Sekelompok peneliti internasional berhipotesis bahwa struktur misterius yang mengintai di bawah permukaan mungkin disebabkan oleh konveksi termal, sebuah proses di mana es mengalami pergerakan berputar lambat akibat perpindahan panas. Konveksi termal biasanya diamati pada mantel Bumi yang bersifat kental; karenanya, deteksinya dalam es bertentangan dengan intuisi awal.
“Kita biasanya menganggap es sebagai material padat, sehingga penemuan bahwa bagian dari lapisan es Greenland ternyata mengalami konveksi termal, menyerupai panci pasta yang mendidih, sama menakjubkannya dengan menarik,” ujar Andreas Born, profesor di Universitas Bergen, Norwegia, dan rekan penulis sebuah makalah terbaru tentang temuan ini, dalam sebuah pernyataan.
Keanehan Alam
Lapisan es Greenland meliputi sekitar 80% dari pulau terbesar di dunia ini, membentang seluas 660.000 mil persegi (1,7 juta kilometer persegi) dan menyimpan 10% air tawar Bumi. Jika mencair seluruhnya, lapisan es ini dapat menaikkan permukaan laut global hingga 24 kaki (7,4 meter).

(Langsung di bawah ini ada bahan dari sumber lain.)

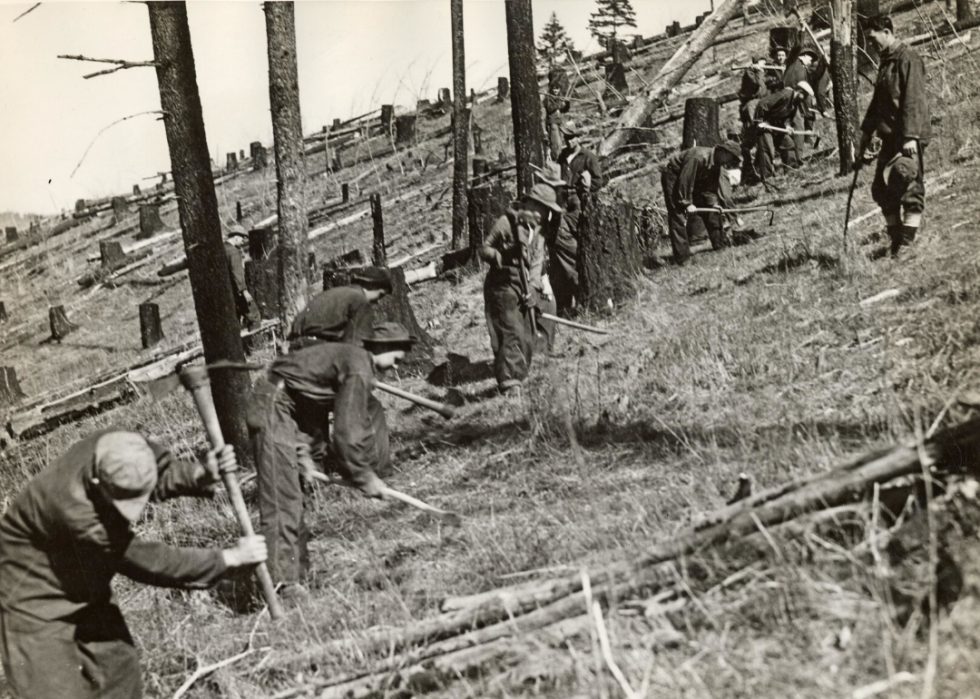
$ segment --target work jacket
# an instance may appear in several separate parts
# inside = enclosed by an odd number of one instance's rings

Memahami fisika lapisan es dapat membantu ilmuwan membuat pemodelan yang lebih baik mengenai keseimbangan massanya serta kontribusinya terhadap kenaikan muka air laut. Itulah yang coba diungkap tim dalam studi terbaru ini dengan menggunakan pemodelan komputer untuk menyelidiki proses fisik yang terjadi di bawah es.
Para ilmuwan meneliti apakah konveksi es dapat menjelaskan struktur mirip bulu yang misterius di kedalaman lapisan es Greenland. Mereka menemukan bahwa fenomena tersebut mungkin didorong oleh perbedaan suhu vertikal, yang mengindikasikan bahwa sebagian es lebih lunak dari yang diperkirakan sebelumnya.
“Namun, es setidaknya satu juta kali lebih lunak daripada mantel Bumi, jadi secara fisika proses ini tetap mungkin,” jelas Robert Law, geolog dari Universitas Bergen dan penulis utama studi, dalam sebuah pernyataan. “Ini seperti keanehan alam yang mengagumkan.”
Es yang Berputar
Konveksi termal adalah mode perpindahan panas yang disebabkan oleh pergerakan fluida. Seperti saat merebus air, fluida di bagian bawah memanas dan menjadi kurang padat, lalu naik ke atas dan digantikan oleh air yang lebih dingin dan lebih padat.
Menurut para peneliti, penemuan bahwa es di Greenland mungkin mengalami konveksi termal dan karenanya lebih lunak dari perkiraan, tidak serta-merta berkorelasi dengan laju pencairannya.
“Meningkatkan pemahaman kita tentang fisika es adalah cara utama untuk lebih memastikan proyeksi masa depan,” kata Law. “Tetapi dengan sendirinya, es yang lebih lunak tidak serta merta berarti es akan mencair lebih cepat atau kenaikan muka air laut akan lebih tinggi. Kami membutuhkan kajian lanjutan untuk mengisolasi faktor tersebut sepenuhnya.”
“Semakin banyak kita mempelajari proses tersembunyi di dalam es, semakin siap kita menghadapi perubahan yang akan datang pada garis pantai di seluruh dunia,” tambahnya.